A student who had been suspended for bringing a severed deer head to school in November, was somehow was able to get into the building on Thursday.
"I’m dumbfounded to find out something like that happened, again to those people that are hurt," said Chris Haefeli, a grandfather to an Oxford student.
One father knows about the suspended student returning to the building first-hand because his daughter was also in that classroom.
"We support the school that's what we’re all about, but this was just unacceptable," he said. "Somebody has to be held accountable for this, I mean, the kid made it all of the way to the hallway, past the police, past everyone. He was able to get into that school and was in the classroom sitting there."
FOX 2: "What did the kids do?"
"They were in a panic, they were just shocked, they saw him in the class and didn’t know what to do," the father said.
He says the whole ordeal lasted about 10 minutes before sheriff’s deputies escorted the student out of the classroom.
"Ultimately (we) removed him from the school with instructions that he’s not to return, that from this point forward, they’re intending to have remote learning for him," said Oakland County Sheriff Michael Bouchard.
The school district says the situation was handled properly and that no students were ever in danger.
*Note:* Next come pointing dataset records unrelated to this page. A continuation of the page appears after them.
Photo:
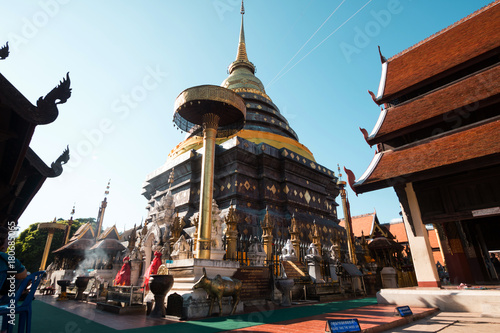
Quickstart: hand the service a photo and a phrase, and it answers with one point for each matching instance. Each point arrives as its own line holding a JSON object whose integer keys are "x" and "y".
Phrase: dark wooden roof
{"x": 474, "y": 146}
{"x": 22, "y": 172}
{"x": 467, "y": 39}
{"x": 471, "y": 93}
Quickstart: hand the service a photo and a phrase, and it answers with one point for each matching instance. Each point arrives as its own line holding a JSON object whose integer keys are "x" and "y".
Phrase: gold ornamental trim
{"x": 209, "y": 93}
{"x": 210, "y": 121}
{"x": 253, "y": 91}
{"x": 274, "y": 140}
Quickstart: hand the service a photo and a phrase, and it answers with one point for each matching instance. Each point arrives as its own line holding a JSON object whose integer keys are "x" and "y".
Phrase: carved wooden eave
{"x": 22, "y": 171}
{"x": 46, "y": 110}
{"x": 110, "y": 233}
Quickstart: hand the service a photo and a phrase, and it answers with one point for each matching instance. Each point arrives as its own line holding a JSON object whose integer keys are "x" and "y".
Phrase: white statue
{"x": 288, "y": 252}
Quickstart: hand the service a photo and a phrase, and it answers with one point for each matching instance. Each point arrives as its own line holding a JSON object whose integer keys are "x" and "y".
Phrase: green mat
{"x": 49, "y": 319}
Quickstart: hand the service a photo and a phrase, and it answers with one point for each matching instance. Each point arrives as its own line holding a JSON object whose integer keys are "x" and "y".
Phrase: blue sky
{"x": 128, "y": 60}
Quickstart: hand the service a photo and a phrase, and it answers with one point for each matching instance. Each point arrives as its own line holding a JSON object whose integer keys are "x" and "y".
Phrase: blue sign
{"x": 343, "y": 325}
{"x": 404, "y": 311}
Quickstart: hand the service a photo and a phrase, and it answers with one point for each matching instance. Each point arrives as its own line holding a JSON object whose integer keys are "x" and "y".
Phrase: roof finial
{"x": 241, "y": 56}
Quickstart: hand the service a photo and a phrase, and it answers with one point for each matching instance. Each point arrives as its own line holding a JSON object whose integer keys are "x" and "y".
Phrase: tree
{"x": 30, "y": 244}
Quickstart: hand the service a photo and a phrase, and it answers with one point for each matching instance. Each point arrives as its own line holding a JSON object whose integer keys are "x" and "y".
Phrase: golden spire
{"x": 241, "y": 56}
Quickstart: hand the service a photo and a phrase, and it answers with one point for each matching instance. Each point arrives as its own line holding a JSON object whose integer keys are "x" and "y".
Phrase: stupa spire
{"x": 241, "y": 56}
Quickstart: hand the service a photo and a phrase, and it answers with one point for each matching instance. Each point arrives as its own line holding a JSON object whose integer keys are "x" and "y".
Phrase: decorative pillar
{"x": 51, "y": 227}
{"x": 295, "y": 236}
{"x": 210, "y": 125}
{"x": 176, "y": 230}
{"x": 68, "y": 228}
{"x": 316, "y": 237}
{"x": 348, "y": 222}
{"x": 102, "y": 209}
{"x": 231, "y": 233}
{"x": 267, "y": 235}
{"x": 423, "y": 260}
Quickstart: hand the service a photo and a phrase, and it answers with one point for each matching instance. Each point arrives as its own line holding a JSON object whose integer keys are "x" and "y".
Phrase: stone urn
{"x": 81, "y": 283}
{"x": 284, "y": 286}
{"x": 160, "y": 285}
{"x": 63, "y": 284}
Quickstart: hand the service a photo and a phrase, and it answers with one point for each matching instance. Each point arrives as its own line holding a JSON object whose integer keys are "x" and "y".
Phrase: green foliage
{"x": 31, "y": 243}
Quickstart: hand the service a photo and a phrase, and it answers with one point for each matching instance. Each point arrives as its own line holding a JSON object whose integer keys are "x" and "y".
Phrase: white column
{"x": 421, "y": 251}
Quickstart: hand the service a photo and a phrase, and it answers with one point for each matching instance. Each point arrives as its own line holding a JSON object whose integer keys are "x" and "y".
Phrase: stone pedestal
{"x": 187, "y": 272}
{"x": 314, "y": 271}
{"x": 333, "y": 273}
{"x": 217, "y": 254}
{"x": 135, "y": 271}
{"x": 285, "y": 286}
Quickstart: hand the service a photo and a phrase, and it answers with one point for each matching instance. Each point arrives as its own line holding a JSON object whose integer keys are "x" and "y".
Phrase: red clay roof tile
{"x": 464, "y": 40}
{"x": 458, "y": 95}
{"x": 480, "y": 141}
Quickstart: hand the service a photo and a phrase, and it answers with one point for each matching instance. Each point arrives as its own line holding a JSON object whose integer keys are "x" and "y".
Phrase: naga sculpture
{"x": 56, "y": 166}
{"x": 219, "y": 287}
{"x": 58, "y": 95}
{"x": 4, "y": 51}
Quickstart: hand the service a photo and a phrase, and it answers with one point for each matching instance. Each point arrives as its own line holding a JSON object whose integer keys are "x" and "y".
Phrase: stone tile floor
{"x": 372, "y": 318}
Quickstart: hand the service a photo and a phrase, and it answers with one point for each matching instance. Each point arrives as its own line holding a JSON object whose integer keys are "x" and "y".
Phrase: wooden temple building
{"x": 22, "y": 172}
{"x": 263, "y": 166}
{"x": 438, "y": 145}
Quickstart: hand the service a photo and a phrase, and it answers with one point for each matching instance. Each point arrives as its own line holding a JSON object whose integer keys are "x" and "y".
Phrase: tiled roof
{"x": 480, "y": 141}
{"x": 438, "y": 103}
{"x": 362, "y": 224}
{"x": 77, "y": 245}
{"x": 464, "y": 40}
{"x": 85, "y": 231}
{"x": 398, "y": 231}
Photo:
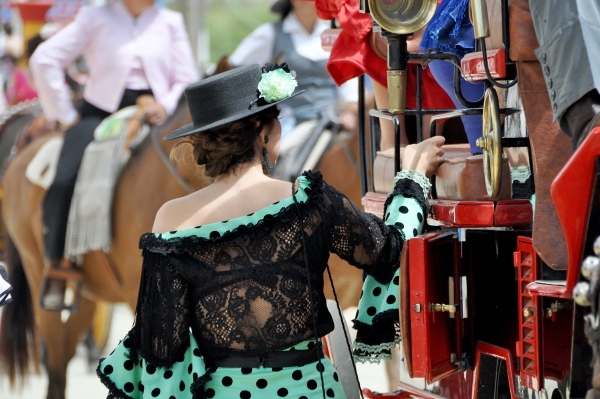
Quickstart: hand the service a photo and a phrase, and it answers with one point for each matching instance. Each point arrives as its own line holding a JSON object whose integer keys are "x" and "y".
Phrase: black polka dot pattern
{"x": 227, "y": 381}
{"x": 129, "y": 387}
{"x": 262, "y": 383}
{"x": 289, "y": 382}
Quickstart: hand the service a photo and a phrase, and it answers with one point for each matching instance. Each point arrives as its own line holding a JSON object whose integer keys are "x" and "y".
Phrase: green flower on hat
{"x": 277, "y": 83}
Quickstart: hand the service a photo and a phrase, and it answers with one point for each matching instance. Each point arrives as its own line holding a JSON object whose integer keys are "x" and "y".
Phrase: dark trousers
{"x": 58, "y": 197}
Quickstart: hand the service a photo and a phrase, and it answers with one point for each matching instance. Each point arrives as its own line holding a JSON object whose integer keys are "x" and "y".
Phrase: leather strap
{"x": 64, "y": 274}
{"x": 295, "y": 358}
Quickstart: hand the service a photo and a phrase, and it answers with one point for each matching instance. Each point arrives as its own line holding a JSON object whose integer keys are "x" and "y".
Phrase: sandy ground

The Oakland County Sheriff's Office says the student in question did not have any weapons on him.
But prior to this, he had not met certain conditions that would allow him to return to school.
"My opinion is, he shouldn’t have made it that far and in suspension why wasn't his face all over the place say to say he wasn’t there," the father said.
As one might expect, the Oxford community has been on edge ever since the school shooting on November 30th.
"Is there going to be something else? I have a grandson and granddaughter - they cried about going back to school" said Haefeli. "My grandson says 'Mom - I want to be able to come home today.' That’s rough for a 10-year-old year to think like that."